The setting is spare: a mostly bare stage, folding chairs arranged for the meeting, and a table set aside for the group’s modest refreshments. The play begins almost tentatively, as Rayne (Keilly McQuail), a prospective newcomer, hovers at the threshold while Jane (April Mathis) prepares the room. Their brief exchange about donuts and cupcakes establishes the play’s naturalistic rhythms—casual, lightly humorous, and attentive to the small talk that often fills the edges of more serious conversations.
Rayne soon retreats, apparently losing her nerve, leaving the regulars to gather: Joan (Elizabeth Marvel); Jolly (Kathleen Chalfont), an elderly sponsorship coordinator; Janet (Mallory Portnoy); and Joane (Maria Elena Ramirez). Nearly everyone bears a name beginning with “J”—a detail that initially feels like a wry joke but also subtly blurs distinctions among the characters, an effect the play itself occasionally acknowledges.

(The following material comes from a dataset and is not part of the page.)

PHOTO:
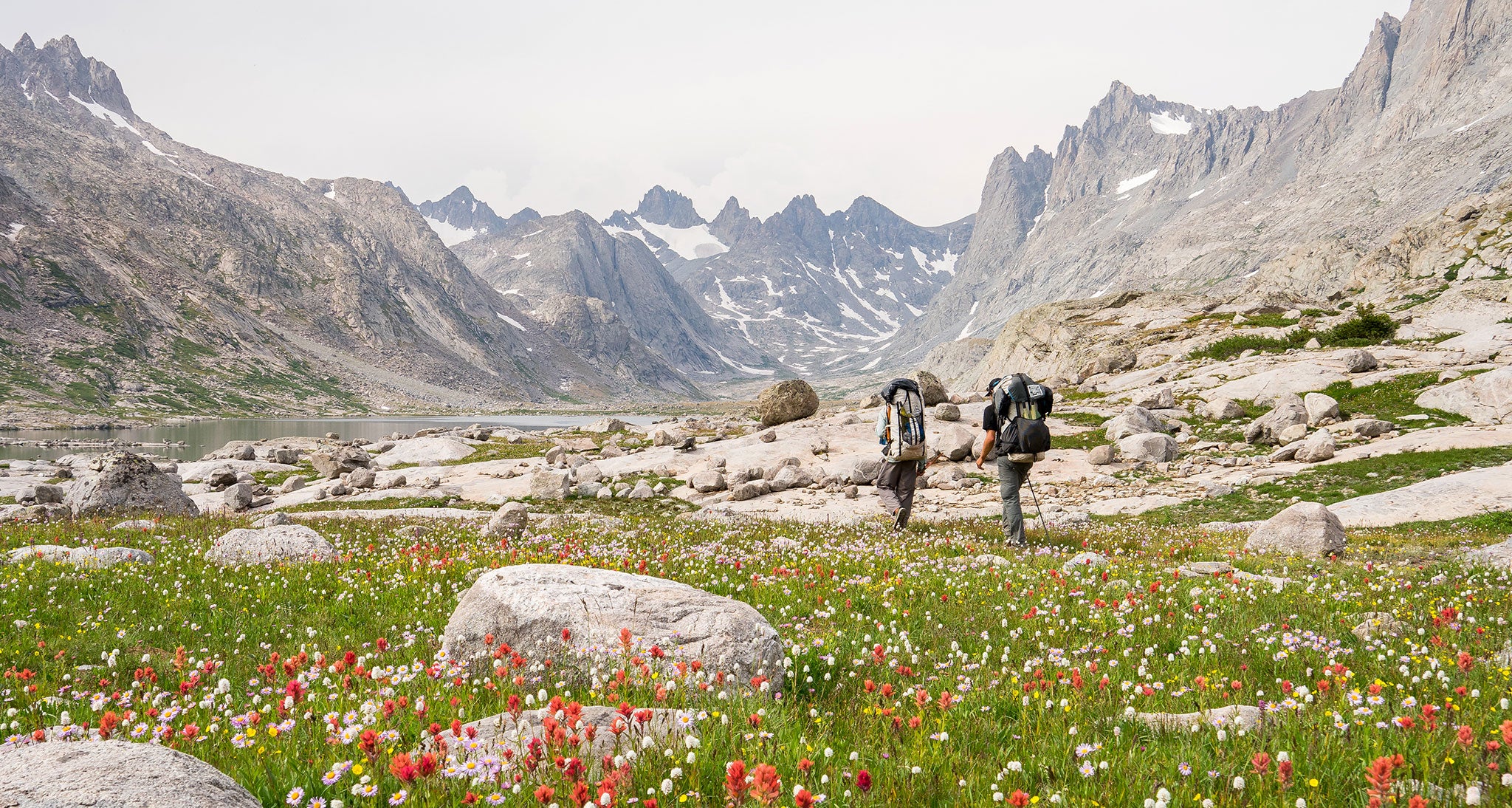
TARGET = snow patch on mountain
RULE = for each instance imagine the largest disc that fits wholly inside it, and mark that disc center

The meetings yield glimpses of the women’s inner lives rather than full confessions. Janet describes a dream in which a driver urges her to shed excess baggage—literal and emotional—including, improbably, a man tucked into her duffel bag. Joane discusses difficulties with her son, while Joan voices lingering doubts about her progress. Yet some stories remain conspicuously untold. Jane, who seems the picture of composure as she organizes the room, is revealed in solitary moments to be carrying burdens she has not shared with the group.
If the play withholds the kind of dramatic escalation audiences might expect from this premise—recent ensemble dramas like Liberation build more overtly toward confrontation—that restraint appears to be the point. Perkins is less interested in climaxes than in the subtle ways people circle their truths. His writing observes these women with notable compassion, and the performances are so unforced that the scenes often feel overheard rather than staged.

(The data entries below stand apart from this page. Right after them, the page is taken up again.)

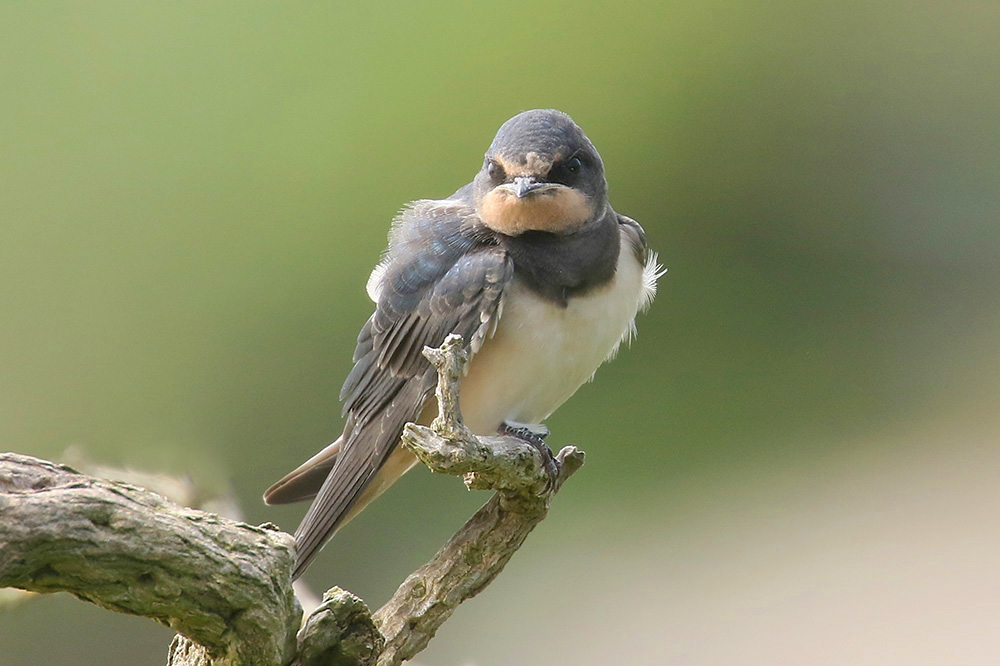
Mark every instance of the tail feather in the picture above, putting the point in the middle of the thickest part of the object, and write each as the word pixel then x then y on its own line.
pixel 304 482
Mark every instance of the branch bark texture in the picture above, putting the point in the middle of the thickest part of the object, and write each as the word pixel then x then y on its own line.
pixel 225 586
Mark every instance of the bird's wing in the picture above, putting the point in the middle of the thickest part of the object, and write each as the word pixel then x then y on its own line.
pixel 440 277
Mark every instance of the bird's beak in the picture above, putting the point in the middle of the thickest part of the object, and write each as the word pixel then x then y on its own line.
pixel 525 185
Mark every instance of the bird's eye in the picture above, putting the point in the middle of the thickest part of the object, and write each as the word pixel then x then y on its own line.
pixel 494 170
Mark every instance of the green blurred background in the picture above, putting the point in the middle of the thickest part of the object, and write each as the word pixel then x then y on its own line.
pixel 796 462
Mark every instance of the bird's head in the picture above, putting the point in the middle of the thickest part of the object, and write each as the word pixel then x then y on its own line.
pixel 541 173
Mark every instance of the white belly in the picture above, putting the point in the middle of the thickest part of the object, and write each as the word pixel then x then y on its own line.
pixel 542 353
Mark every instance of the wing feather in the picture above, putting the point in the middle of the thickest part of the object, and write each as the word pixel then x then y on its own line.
pixel 441 275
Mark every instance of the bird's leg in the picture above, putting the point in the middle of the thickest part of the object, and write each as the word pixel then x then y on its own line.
pixel 535 434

The production, directed with understated assurance by Les Waters, leans fully into that quiet realism. Humor surfaces naturally, often in passing remarks that momentarily lighten the room before the conversation settles again into something more reflective.

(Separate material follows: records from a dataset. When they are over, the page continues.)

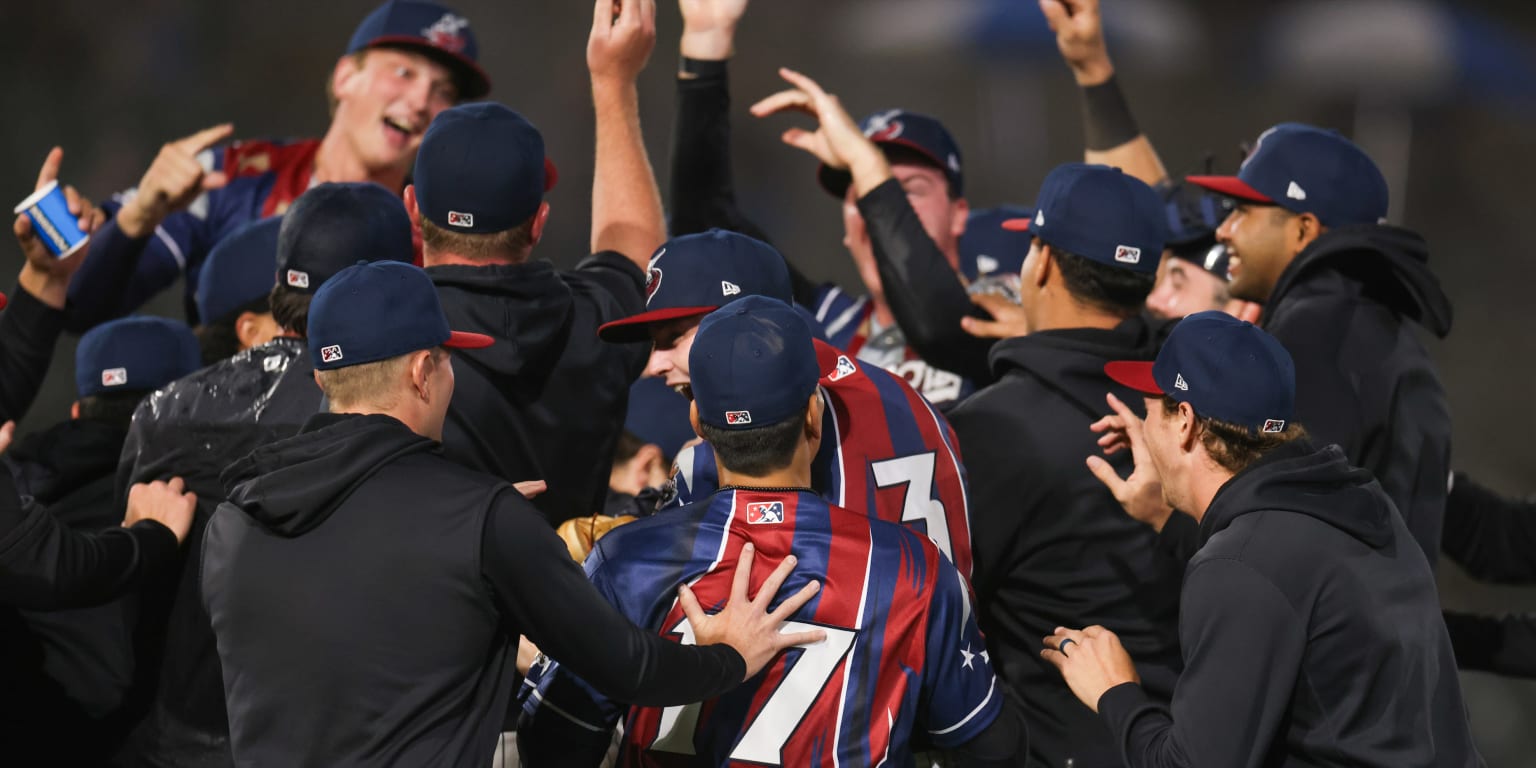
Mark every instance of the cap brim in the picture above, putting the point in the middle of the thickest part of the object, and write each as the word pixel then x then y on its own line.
pixel 636 327
pixel 1134 374
pixel 472 80
pixel 1231 186
pixel 464 340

The design supports the play’s unadorned approach. The scenic elements evoke the plain functionality of a meeting space, while Yuki Link’s flat fluorescent lighting captures the slightly institutional atmosphere familiar to anyone who has spent time in such rooms. The work was commissioned and developed by Clubbed Thumb, whose mission to produce “funny, strange and provocative new plays by living American writers” finds a thoughtful, if deliberately modest, example here.